The McReynolds lab is broadly interested in understanding the biochemistry behind aging, and its intersection with stress, with the long-term goal of identifying strategies that promote healthier aging. Aging is the strongest risk factor for the most prevalent diseases in developed nations, including cancer, diabetes, cardiovascular, and neurodegenerative disorders. Demographics are projected to continue to shift toward aged individuals within our population. Therefore, to identify mechanisms that will promote healthier aging, our research program aims to explore the intersection between metabolic decline and aging. Characterizing metabolic adaptation to acute and chronic stress in aged-related disease models will help illuminate age-related metabolic defects and reveal metabolic homeostasis mechanisms.

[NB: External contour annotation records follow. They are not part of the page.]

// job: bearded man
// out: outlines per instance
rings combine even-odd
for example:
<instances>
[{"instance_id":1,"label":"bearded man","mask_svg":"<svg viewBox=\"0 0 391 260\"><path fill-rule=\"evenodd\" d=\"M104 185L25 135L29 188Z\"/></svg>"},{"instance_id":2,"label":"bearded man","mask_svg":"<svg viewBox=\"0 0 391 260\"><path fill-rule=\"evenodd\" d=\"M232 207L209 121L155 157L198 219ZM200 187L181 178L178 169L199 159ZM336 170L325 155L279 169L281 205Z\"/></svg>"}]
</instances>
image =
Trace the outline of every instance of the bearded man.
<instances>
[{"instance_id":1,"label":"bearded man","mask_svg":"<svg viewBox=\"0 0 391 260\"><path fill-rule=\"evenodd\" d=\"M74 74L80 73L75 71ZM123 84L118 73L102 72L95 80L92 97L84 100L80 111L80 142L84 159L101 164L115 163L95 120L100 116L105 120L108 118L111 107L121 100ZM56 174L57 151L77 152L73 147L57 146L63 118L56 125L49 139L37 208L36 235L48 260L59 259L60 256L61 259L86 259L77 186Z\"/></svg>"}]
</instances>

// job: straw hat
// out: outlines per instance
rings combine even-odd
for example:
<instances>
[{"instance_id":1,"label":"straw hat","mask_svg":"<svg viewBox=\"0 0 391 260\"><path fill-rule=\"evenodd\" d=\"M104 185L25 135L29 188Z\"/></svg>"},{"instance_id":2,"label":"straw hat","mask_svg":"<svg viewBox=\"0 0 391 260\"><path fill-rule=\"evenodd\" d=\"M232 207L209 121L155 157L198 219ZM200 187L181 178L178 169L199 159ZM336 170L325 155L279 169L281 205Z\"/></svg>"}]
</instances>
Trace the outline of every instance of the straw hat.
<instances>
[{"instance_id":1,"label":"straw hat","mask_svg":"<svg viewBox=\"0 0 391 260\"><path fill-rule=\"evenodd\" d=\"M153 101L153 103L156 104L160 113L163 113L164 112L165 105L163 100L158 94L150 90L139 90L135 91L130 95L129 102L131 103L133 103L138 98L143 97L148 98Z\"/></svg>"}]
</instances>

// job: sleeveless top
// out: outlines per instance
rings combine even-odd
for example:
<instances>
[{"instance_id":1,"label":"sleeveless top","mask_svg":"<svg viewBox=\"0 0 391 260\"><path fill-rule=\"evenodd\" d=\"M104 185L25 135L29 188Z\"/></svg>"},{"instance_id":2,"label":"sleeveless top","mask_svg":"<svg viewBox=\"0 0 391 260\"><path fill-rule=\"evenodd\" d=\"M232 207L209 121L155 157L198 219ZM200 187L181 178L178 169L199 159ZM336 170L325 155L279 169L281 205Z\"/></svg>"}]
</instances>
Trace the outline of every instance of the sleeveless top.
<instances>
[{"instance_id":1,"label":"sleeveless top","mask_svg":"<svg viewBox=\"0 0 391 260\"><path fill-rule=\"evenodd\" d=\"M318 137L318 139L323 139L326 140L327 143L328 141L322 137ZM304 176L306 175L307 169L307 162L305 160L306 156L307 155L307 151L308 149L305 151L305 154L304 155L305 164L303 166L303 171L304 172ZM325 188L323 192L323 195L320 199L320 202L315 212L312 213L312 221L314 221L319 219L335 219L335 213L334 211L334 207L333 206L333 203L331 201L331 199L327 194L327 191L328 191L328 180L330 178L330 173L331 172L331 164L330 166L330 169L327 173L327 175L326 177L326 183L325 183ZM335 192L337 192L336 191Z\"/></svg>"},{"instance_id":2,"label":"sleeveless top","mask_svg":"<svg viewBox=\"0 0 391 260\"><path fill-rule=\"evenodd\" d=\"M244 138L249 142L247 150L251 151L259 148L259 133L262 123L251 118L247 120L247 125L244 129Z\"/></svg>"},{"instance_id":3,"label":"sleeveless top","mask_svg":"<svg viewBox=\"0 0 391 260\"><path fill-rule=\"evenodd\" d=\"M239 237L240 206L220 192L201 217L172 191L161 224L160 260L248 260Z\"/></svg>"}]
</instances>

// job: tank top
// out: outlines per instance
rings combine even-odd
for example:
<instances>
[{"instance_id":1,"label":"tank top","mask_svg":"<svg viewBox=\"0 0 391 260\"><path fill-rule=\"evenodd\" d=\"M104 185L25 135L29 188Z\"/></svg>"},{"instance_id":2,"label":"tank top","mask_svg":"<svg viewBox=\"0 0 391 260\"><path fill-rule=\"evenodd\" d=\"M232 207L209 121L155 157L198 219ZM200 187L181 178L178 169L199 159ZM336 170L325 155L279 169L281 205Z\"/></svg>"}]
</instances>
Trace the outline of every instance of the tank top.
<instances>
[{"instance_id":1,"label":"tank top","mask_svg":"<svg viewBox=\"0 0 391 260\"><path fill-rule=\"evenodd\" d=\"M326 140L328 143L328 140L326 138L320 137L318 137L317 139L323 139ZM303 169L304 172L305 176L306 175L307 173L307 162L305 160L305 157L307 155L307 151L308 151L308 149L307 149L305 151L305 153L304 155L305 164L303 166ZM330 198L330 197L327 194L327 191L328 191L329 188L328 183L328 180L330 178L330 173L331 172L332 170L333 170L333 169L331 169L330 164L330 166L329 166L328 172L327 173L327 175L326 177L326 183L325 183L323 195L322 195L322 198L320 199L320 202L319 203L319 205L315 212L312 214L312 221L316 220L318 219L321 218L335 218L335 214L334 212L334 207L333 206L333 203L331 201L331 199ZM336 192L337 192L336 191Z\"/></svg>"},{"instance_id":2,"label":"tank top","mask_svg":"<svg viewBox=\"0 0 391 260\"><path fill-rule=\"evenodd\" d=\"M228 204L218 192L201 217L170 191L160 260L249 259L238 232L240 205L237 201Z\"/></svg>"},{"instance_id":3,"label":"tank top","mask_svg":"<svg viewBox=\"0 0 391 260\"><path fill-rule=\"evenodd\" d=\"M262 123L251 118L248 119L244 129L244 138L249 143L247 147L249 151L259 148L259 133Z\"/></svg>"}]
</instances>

As scientists working at the interface of chemistry and biology, our research program will take advantage of high-resolution liquid-chromatography mass spectrometry (HR-LCMS) coupled to in vivo isotope tracing to:

1. elucidate how NAD⁺ homeostasis is achieved and fails over the lifespan
2. uncover how toxic circulating small molecules contribute to aging and aged-related disorders
3. reveal stress-induced metabolic alterations in aging and aged-related disorders

We hope to discover how NAD⁺ homeostasis is achieved, and more generally how metabolism responds to stress-induced perturbations. By improving our understanding of the in vivo metabolic fluxes that occur in stress-induced aged models, we expect to uncover targetable molecular mechanisms that will enable the development of therapeutics and nutraceuticals to restore youthful metabolism.